I'm pretty sure that Asterisk will respond with an error if the retried
request does not have a higher CSeq value than the original request,
even for REGISTER and other non-dialog-forming requests. Essentially,
the sequence of requests is treated as a 'dialog' during the 407/retry
cycle. I don't remember this ever causing an interoperability problem.
--- Begin Message ---
On 6/3/12 7:48 AM, Brez Borland wrote:
> Hi Manoj,
>
> On Sun, Jun 3, 2012 at 3:14 AM, Manoj Priyankara<[email protected]>wrote:
>
>> Good day Folks,
>>
>> I have a doubt in the use of CSeq in the registration process that involve
>> 407. Call flow is as follows
>>
>> UAC
>> UAS/Proxy
>> |-------F1 (REGISTER)------------------------------------------> |
>>
>> |<-----F2 (407 With proxy-authenticate)--------------------- |
>>
>> |-------F3 (REGISTER with proxy-autorization)-----------> |
>>
>> |<-----F4 (200 OK)------------------------------------------------>|
>>
>> Must the UAC use the same CSeq value throughout the complete registration
>> process? (That is both F1 and F3 have the same CSeq)
>>
>> Or
>>
>> Can the UAC increase the CSeq by one in F3 ?( That is, if CSeq of F1 is 1
>> and CSeq of F3 is 2)
>>
>
>
> UAC MUST increase the CSeq number. For full answer to your question refer
> to RFC3261, Section 8.1.3.5 Processing 4xx Responses, last paragraph on the
> Page 45.
That section, by itself, doesn't justify your conclusion.
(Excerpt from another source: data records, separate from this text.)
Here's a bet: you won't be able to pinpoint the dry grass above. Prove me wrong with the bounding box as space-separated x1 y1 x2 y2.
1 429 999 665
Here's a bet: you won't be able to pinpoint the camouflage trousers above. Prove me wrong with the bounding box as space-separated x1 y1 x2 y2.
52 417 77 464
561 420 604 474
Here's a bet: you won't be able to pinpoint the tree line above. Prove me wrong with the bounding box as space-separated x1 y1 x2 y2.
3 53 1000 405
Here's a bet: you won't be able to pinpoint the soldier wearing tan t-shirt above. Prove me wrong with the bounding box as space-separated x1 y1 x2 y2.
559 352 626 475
Section 10.2 - about constructing REGISTER requests, says:
CSeq: The CSeq value guarantees proper ordering of REGISTER
requests. A UA MUST increment the CSeq value by one for each
REGISTER request with the same Call-ID.
The part of 8.1.3.5 referenced above says:
In all of the above cases, the request is retried by creating a new
request with the appropriate modifications. This new request
constitutes a new transaction and SHOULD have the same value of the
Call-ID, To, and From of the previous request, but the CSeq should
contain a new sequence number that is one higher than the previous.
The "above cases" include 407, so this paragraph does apply. It says
that a new transaction *SHOULD* (not MUST) have the same Call-ID. If the
same Call-ID is used, then 10.2 says CSeq *MUST* be incremented by one.
(8.1.3.5 is itself not so strong on the CSeq - it only says "should"
which isn't at all normative.)
Of course 8.1.3.5 is generic to all messages. The primary use for
Call-ID and CSeq is within dialogs. And the incrementing of CSeq is
important to the functioning of dialogs. OTOH, CSeq isn't of much
significance at all for messages outside of dialogs.
REGISTER is something of a special case. It doesn't form dialogs, and
isn't used in dialogs. But it does establish registration state that may
then be maintained via registration refresh. It reuses the Call-ID and
CSeq machinery even though it has a different state machine.
So, when a REGISTER is successful, with a non-zero expiration time, it
is somewhat important that refreshes use the same Call-ID and
incremented CSeq values. (You can in fact refresh the registration of a
contact without this, but doing so has some less than desirable
consequences.)
If you have an active registration that you are trying to refresh, and
you are using the same Call-ID as before for the refreshing REGISTER,
then you will be using an incremented CSeq value. If that attempt fails
with a 407, and you retry it, then you use the Call-ID again, and a
further incremented CSeq for the retry.
OTOH, if you have no established registration state and so are doing an
initial registration, you should be randomly be choosing a new Call-ID
and CSeq. If *that* request fails with a 407, IMO you have some options:
- do just as above for a retry with registration state - same Call-ID
and incremented CSeq.
- start over from scratch, with a new Call-ID and new CSeq, but with
Proxy-Authorize based on Proxy-Authenticate from the 407.
AFAIK these are equally acceptable.
In this case, if you were to reuse the Call-ID but with a CSeq that is
incremented by more than one, I would expect it to work. And even if you
were to use a CSeq that was less it should probably work, because there
should be nothing holding state with the prior value. But in these cases
it can be argued that you aren't compliant.